Any “true” federal red flag law—one that enables red flag petitions to be filed through the federal court system—would likely suffer from a serious constitutional flaw. The federal government, unlike state governments, lacks general “police powers” and cannot broadly regulate the public safety, except in those limited scenarios specified by the Constitution.
While courts have broadly construed the federal government’s ability to regulate “interstate commerce,” they have also drawn a line at comparable laws criminalizing gun possession on school grounds. This is part of the reason why similar restraining orders based on violent behavior are exclusively issued at a state level.
Additionally, there is no widely available mental health or addiction treatment framework at a federal level, nor is there a true federal equivalent of a local police force authorized to enforce federal red flag orders.
That creates substantial practical barriers that all but ensure a “true” federal red flag law falls short.
As for a federal bill that attaches federal funding to the adoption of state red flag laws, that raises its own concerns. It’s very unlikely that any set of minimal federal standards would compel states to provide either adequate due process protections or the sort of comprehensive, detailed approach necessary to avoid objection.
That’s especially true if the Justice Department’s recently issued “model red flag law” is any indication of where federal advocates stand on this issue. The model law contains numerous nonstarters, including allowing a defendant’s rights to be revoked at one-sided, ex parte hearings based on nothing more than “reasonable cause,” an incredibly low burden of proof when dealing with fundamental constitutional rights.
The federal government shouldn’t bribe states into adopting a bare-bones framework for red flag laws, especially when states thus far have a less-than-stellar track record of writing and implementing them on their own.
There is, frankly, no reason to believe that states desiring this federal funding would go through the rigorous process of fleshing out the federal minimum standards with sufficient safeguards.
Any red flag laws would have to be much better than they are in states that have already taken a swing at them. Since the federal government in all likelihood won’t improve upon laws passed at the state level and has other constitutional restraints on its ability to legislate in this area, it should pump the brakes on federal red flag legislation.

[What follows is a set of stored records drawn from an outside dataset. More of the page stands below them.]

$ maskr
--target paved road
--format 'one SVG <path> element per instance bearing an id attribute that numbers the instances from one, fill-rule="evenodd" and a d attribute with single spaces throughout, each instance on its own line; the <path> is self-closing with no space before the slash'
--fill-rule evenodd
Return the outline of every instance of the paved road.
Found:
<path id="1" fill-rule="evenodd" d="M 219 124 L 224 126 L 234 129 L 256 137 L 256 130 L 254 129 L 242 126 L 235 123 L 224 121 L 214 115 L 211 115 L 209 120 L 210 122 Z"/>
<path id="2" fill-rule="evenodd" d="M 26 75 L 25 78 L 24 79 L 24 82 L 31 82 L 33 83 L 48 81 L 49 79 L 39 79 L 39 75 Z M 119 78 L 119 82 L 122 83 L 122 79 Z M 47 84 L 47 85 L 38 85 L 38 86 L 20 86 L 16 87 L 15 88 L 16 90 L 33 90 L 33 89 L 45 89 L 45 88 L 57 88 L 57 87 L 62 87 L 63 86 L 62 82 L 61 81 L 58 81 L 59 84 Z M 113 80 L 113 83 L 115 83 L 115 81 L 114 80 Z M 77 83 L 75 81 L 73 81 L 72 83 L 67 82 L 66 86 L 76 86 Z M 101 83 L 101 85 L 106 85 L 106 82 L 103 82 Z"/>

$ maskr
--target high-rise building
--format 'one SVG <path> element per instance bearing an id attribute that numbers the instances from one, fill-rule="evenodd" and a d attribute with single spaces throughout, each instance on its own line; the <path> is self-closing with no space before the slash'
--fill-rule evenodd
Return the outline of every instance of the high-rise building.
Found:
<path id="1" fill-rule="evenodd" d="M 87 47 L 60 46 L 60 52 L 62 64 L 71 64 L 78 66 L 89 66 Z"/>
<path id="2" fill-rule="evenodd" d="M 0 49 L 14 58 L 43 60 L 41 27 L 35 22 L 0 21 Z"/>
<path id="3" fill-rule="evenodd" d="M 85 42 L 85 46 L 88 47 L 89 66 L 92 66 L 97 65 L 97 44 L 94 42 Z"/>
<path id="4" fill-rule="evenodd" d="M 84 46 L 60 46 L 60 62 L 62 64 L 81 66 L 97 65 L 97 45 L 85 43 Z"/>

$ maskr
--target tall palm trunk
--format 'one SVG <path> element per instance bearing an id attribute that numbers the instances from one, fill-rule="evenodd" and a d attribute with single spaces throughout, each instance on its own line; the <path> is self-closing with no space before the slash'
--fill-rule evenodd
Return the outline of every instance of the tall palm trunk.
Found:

As we’ve explained elsewhere, Congress has other options it can pursue to help states deal with violence in schools, such as encouraging best practices on school security and ensuring cooperation between federal, state, and local agencies on behavioral threat assessment and related training. None of these options suffer from the same serious constitutional concerns as a federal red flag law.
It’s never worth “just doing something” when that something incentivizes states to do the wrong thing.